Jonathan Zylstra wrote about the new Apple G4 processor (see quotes below).
The G4 is really a hybrid combination of the basic PowerPC CPU with a 128-bit
vector unit called the AltiVec. Richard Crandall (who consults for Apple)
and Jason Klivington (of Apple) used a beta version of the G4 to do some of
the all-integer verification of our (Crandall, Mayer, Papadopoulos) F24
(24th Fermat number) project. Note that we didn't get a chance to test the
floating-point capabilities of the G4 - both main "wavefront runs of the
Pe'pin test of F24 were on other hardware (a 250MHz MIPS R10000 and a
167MHz SPARC Ultra-1), both achieved a length-1 million FFT-based squaring
time in under 1 second, whereas the all-integer version needed about a 5 times
as long on a 400 MHz G4 - one can't conclude anything from that, since it's
like comparing apples and oranges.
Based on the technical specs and the relative all-integer timings on the
G4 vs. the Pentium (with similar amounts of code optimization, the G4 looks
to be somewhat faster than a Pentium, but by less than a factor of 2), it
looks
like a good processor, but all the ballyhoo needs to be put into perspective.
Before I continue, a disclaimer: I neither work nor consult for any computer
manufacturer.
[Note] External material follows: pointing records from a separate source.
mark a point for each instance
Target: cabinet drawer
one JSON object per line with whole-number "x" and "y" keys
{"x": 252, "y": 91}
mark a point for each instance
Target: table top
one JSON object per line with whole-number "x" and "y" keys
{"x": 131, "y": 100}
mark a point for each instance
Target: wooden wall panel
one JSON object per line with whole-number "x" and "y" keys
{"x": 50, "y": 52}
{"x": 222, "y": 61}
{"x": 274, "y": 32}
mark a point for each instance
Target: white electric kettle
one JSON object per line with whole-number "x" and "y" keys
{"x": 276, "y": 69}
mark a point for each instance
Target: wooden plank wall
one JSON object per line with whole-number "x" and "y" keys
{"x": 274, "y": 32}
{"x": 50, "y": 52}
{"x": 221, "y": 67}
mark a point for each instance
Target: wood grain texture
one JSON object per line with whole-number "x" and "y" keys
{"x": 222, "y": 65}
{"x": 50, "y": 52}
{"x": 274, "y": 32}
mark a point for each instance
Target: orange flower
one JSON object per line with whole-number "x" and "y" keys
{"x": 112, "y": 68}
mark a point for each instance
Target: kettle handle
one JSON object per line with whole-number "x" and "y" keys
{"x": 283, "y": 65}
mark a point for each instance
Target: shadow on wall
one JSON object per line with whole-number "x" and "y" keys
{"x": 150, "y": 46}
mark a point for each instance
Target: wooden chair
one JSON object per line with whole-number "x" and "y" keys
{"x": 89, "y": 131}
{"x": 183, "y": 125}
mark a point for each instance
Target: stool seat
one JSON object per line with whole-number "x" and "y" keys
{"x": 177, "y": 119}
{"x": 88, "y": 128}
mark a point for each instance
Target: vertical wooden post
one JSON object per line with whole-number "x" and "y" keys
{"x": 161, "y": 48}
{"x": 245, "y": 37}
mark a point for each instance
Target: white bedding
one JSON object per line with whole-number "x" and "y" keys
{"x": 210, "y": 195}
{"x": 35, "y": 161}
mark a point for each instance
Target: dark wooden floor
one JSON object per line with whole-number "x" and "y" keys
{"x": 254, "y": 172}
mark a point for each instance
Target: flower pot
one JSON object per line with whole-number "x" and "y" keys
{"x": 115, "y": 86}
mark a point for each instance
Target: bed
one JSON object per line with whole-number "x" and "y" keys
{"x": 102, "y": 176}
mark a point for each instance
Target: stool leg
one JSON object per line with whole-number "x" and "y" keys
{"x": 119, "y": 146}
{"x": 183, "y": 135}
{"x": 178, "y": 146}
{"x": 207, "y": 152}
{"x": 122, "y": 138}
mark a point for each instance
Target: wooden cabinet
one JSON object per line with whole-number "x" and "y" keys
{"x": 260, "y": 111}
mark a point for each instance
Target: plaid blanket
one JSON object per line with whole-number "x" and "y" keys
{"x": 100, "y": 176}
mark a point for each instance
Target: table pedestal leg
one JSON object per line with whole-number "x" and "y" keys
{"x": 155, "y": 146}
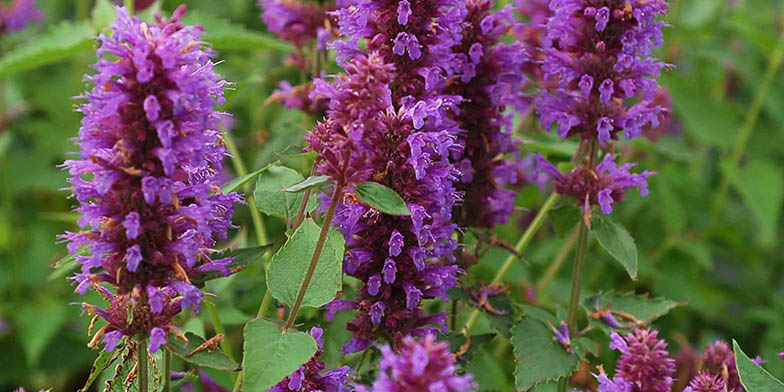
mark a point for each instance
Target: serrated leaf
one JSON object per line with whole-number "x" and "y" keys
{"x": 242, "y": 180}
{"x": 382, "y": 198}
{"x": 272, "y": 354}
{"x": 241, "y": 258}
{"x": 224, "y": 35}
{"x": 540, "y": 358}
{"x": 289, "y": 265}
{"x": 60, "y": 42}
{"x": 307, "y": 183}
{"x": 754, "y": 378}
{"x": 618, "y": 243}
{"x": 641, "y": 307}
{"x": 211, "y": 358}
{"x": 269, "y": 196}
{"x": 564, "y": 217}
{"x": 104, "y": 360}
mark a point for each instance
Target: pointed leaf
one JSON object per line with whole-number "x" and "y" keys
{"x": 540, "y": 358}
{"x": 289, "y": 265}
{"x": 212, "y": 358}
{"x": 618, "y": 243}
{"x": 382, "y": 198}
{"x": 271, "y": 354}
{"x": 754, "y": 378}
{"x": 307, "y": 183}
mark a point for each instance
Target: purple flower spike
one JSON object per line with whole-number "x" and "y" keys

My taste in processors is simple: the faster, the better.
<<<"sustained performance of 1 gigaflop." (which makes the G4 a
'supercomputer' )
"theoretical performance of 4 gigaflops"
"It is a 128 bit processor, and can perform 4 ( sometimes 8 ) 32bit =
floating pt. calculations per cycle."
"It is 3 times faster then the PIII 600Mhz">>>
While all of this may be technically true, it's also very misleading:
- The 1 Gflop figure comes from the fact that the G4 can in theory dispatch 2
floating-point operations (1 mul, 1 add) per cycle, so at 500 MHz that equals
1 Gflop. I defy you to get that kind of performance out of, say, a code for a
large FFT-with very careful coding, you may get half that.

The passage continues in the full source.